O cataléptico despertou do letargo, movimentou-se e aproximou-se.

O estupor, as lágrimas de comoção e surpresa explodiram.

O morto acordava e, envolto pelo sudário, com as ataduras que lhe cingiam as antigas úlceras, desataviou-se e sorriu...

— Eu sou a ressurreição e a vida — dissera há pouco aos atônitos assistentes. - Aquele que crê em mim, mesmo que esteja morto, viverá e todo o que vive e crê em mim jamais morrerá...

Há os vivos no gozo, no poder, nas artes da aquisição da fortuna, dos interesses mesquinhos, que transitam nos sólios e tronos do mundo, no entanto, cadaverizados, mortos que respiram e jazem em trevas, sob as claridades do Mundo Espiritual.

Existem os que mergulham no torpor mortal das enfermidades de longo porte, que se anestesiam e se amolentam, sem acordarem, para a saúde do Espírito imortal.

Movimentam-se mortos para o bem, muitos corifeus da negação e da perversidade.

Lázaro se encontrava na anestesia da morte aparente do corpo, vitimado pelo profundo sono da catalepsia...

E há os vivos que, embora sem o corpo, atuam e vivem no esplendor da consciência livre; os que se movimentam na esfera espiritual em comunhão com a incessante beleza da Vida.

Transitam os vivos para as realizações nobilitantes que, inobstante o corpo, são livres, sem algemas nem amarras com o passado, perfeitamente comprometidos e conscientizados com os altos ideais do Mundo Verdadeiro.

Mortos-vivos em construção da vida e vivos-mortos na elaboração dos abismos em sombra onde tombarão.

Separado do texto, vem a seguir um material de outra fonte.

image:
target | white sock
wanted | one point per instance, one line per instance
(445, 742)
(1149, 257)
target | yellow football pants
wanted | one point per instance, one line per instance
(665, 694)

Lázaro saía da morte aparente ao apelo de Jesus para a ação na vida temporária, prelúdio da vida sem sombra nem morte, que viria depois.


* * *

Em Betânia, entre os amigos, o Evangelho atestou a excelência do amor e o amor ressuscitou da noite a madrugada...

Lázaro vem d´Aquele que dá a vida, mas, também, que é o Senhor da morte...


* * *

Os presentes exultaram... todavia, alguns acorreram precipites a Jerusalém e deram conta aos jactanciosos defuntos ornados das prerrogativas mentirosas da Terra, em intriga contra Aquele que, somente quando "erguido um dia, atrairia todos a Ele", por fim.